“If you’re tired you take a nap-a, you don’t move to Napa.” -Carrie Bradshaw
Well that might not be true. I was only able to spend a weekend in Napa and I didn’t want to leave! Vibrant green hills that overlook these extravagant vineyards serving some of the most delicious wine in the world!
Why is it known as wine country? Location, location, location. With the varying levels of terrain and the dryness from March-October makes the area perfect for growing grapes. Here I will talk about the Six Vineyards I was able to make it to. If you are planning your trip to Napa, know that most of the bigger vineyards require reservations not only for a tour of the caves, but for a tasting as well.
The original owner built on this land in 1886 and planted the first vines around that time. In 1890, phylloxera, hit what is known as Napa Valley hard and killed the grapevines of the surrounding vineyards. Then the Prohibition surged in the 1920s and the land laid dormant until the Trefethen Family purchased it in 1968.
When you first arrive you will see the barrels of wine behind a glass wall used as the barrel cellar to age the wine. Upstairs the winery opens up into a huge sitting area with long wooden tables, perfect for large parties. It reminded me of a Medieval times dining room.
Across the Street from Trefethen is Laird Family Estate vineyards. The property was purchased in 1970 by Ken and Gail Laird and with the help of Robert Mondavi. What started out as a land of prune trees is now 2,000 acers of grape Vines.
This 13th Century style Tuscan Castle Vineyard took 15 years to plan and 15 years to build. It was finished in 2007, and while it isn’t actually from the 13th Century, you could have fooled me. All of the materials to build it were imported from Europe and averaged around $46 million… This did not include the price to build!
Although it has 107 rooms, all different, no one actually lives there and no one stays there. Weddings are not permitted at this location, although, they do throw parties for their members. The tour with a tasting of 5 wines will run you $45usd, but it totally worth it. Don’t forget to check out their ostrich and peacocks that roam the outside of the facility.
The wine made at Castello Di Amorosa can only be bought there or is available online for members only. So snag a bottle or two because you won’t find it in the grocery stores or restaurants.
Beringer Vineyards is the longest continuous running vineyard in Napa Valley of over 141 years. The land was originally purchased by brothers, Jacob and Frederick Beringer in 1875 and has stayed in the family for many generations. There are two places to have tastings, the original building up the hill or the Rhine House at the bottom. They were the first in Napa to offer tours in 1934 after the Prohibition lifted.
*Note: When we went, after purchasing a tasting, Beringer Vineyards was giving out 50% discounts to an experience at Sterling Vineyards*
You will have to back track from Beringer Vineyards and past Castello Di Amorosa to get to Sterling Vineyards.

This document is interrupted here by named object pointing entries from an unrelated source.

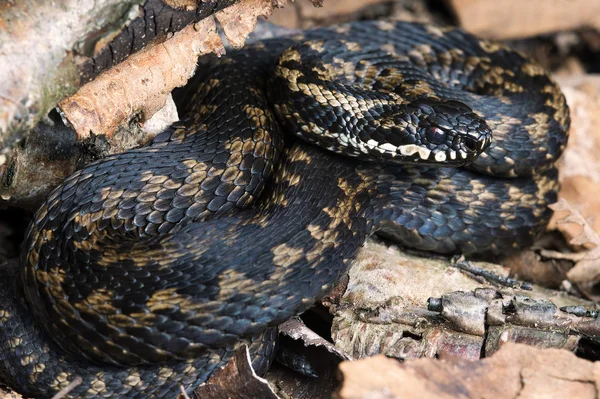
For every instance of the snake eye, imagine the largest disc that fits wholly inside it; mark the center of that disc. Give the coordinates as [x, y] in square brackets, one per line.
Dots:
[435, 135]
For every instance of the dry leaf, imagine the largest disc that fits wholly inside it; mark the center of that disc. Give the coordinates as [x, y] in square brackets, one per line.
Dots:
[516, 371]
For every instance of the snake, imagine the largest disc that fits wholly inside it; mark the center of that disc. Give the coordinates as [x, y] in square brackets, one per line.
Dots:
[145, 271]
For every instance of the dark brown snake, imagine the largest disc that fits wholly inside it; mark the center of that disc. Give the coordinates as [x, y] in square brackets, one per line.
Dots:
[146, 270]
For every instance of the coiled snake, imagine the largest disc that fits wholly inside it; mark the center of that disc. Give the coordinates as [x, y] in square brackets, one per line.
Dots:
[144, 274]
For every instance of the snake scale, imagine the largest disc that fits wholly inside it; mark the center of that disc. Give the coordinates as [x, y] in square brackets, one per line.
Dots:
[146, 270]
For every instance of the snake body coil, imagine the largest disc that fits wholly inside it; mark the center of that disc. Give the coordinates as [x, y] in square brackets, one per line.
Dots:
[138, 277]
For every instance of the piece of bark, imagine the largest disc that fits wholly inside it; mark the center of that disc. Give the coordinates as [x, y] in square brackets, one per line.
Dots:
[133, 90]
[237, 380]
[156, 20]
[507, 19]
[516, 371]
[38, 57]
[141, 84]
[405, 306]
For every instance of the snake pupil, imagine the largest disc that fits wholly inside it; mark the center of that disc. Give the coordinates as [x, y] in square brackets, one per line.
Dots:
[435, 135]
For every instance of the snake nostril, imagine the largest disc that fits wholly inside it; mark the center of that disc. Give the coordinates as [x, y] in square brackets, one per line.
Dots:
[472, 144]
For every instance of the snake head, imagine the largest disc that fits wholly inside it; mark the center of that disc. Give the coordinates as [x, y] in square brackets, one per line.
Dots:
[433, 131]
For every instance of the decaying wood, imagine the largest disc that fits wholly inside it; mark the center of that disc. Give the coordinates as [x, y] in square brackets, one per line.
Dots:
[405, 306]
[38, 47]
[140, 85]
[133, 90]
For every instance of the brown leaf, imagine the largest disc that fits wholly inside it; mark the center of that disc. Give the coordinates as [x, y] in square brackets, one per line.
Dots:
[516, 371]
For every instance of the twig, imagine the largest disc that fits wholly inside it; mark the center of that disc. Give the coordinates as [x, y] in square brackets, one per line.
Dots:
[490, 276]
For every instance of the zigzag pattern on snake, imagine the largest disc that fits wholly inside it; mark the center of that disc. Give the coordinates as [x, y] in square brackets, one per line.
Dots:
[146, 270]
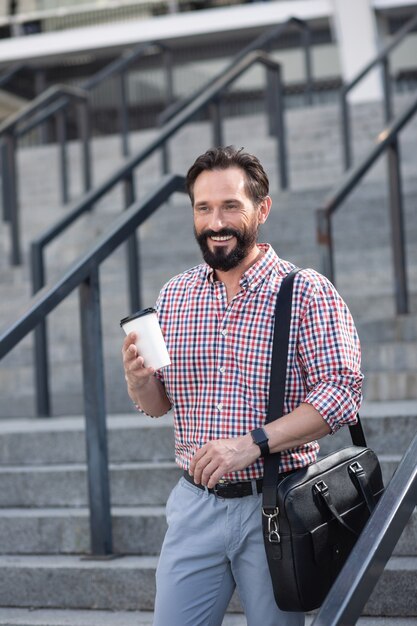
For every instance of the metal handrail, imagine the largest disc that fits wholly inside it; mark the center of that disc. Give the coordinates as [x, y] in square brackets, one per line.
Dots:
[51, 94]
[8, 139]
[366, 562]
[381, 57]
[47, 105]
[125, 174]
[262, 42]
[84, 274]
[11, 73]
[118, 67]
[387, 141]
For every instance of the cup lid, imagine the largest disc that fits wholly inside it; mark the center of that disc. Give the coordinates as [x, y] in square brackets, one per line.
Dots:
[137, 314]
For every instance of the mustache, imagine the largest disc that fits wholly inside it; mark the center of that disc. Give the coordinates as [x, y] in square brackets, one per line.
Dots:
[225, 232]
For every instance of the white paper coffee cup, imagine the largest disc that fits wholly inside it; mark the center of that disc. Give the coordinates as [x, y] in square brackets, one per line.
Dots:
[150, 342]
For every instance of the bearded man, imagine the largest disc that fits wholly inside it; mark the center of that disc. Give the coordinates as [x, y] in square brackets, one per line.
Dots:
[218, 320]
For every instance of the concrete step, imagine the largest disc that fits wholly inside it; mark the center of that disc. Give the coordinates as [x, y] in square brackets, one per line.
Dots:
[128, 584]
[136, 531]
[59, 617]
[46, 441]
[134, 437]
[131, 484]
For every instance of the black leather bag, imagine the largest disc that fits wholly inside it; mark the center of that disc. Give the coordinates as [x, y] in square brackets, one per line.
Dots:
[312, 517]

With that 50% off voucher we received at the Beringer Vineyards, we were able to get a wine/food pairing for $44 each, which also included the gondola ride and a wine glass.
On top of that, we were able to try some of their other wines including one from their $250 bottle (I usually drink wine out of a box, so this was a big deal to me). You can take a self guided tour of the vineyard out to the patio area for some great views.
Sterling Vineyards was founded in 1964 by the same person who started the Sterling paper company. It’s one of the most visited Vineyards in Napa, and was the official wine of the Emmy’s in 2016, where Emmy winners would also received a bottle of Sterling wine.
There are about 500 wineries in Napa Valley, and I was only able to make it to 6 over 2 days without getting obliterated. It’s easy to not realize the amount you have had to drink while wine tasting, so make sure you are safe and DON’T DRINK AND DRIVE.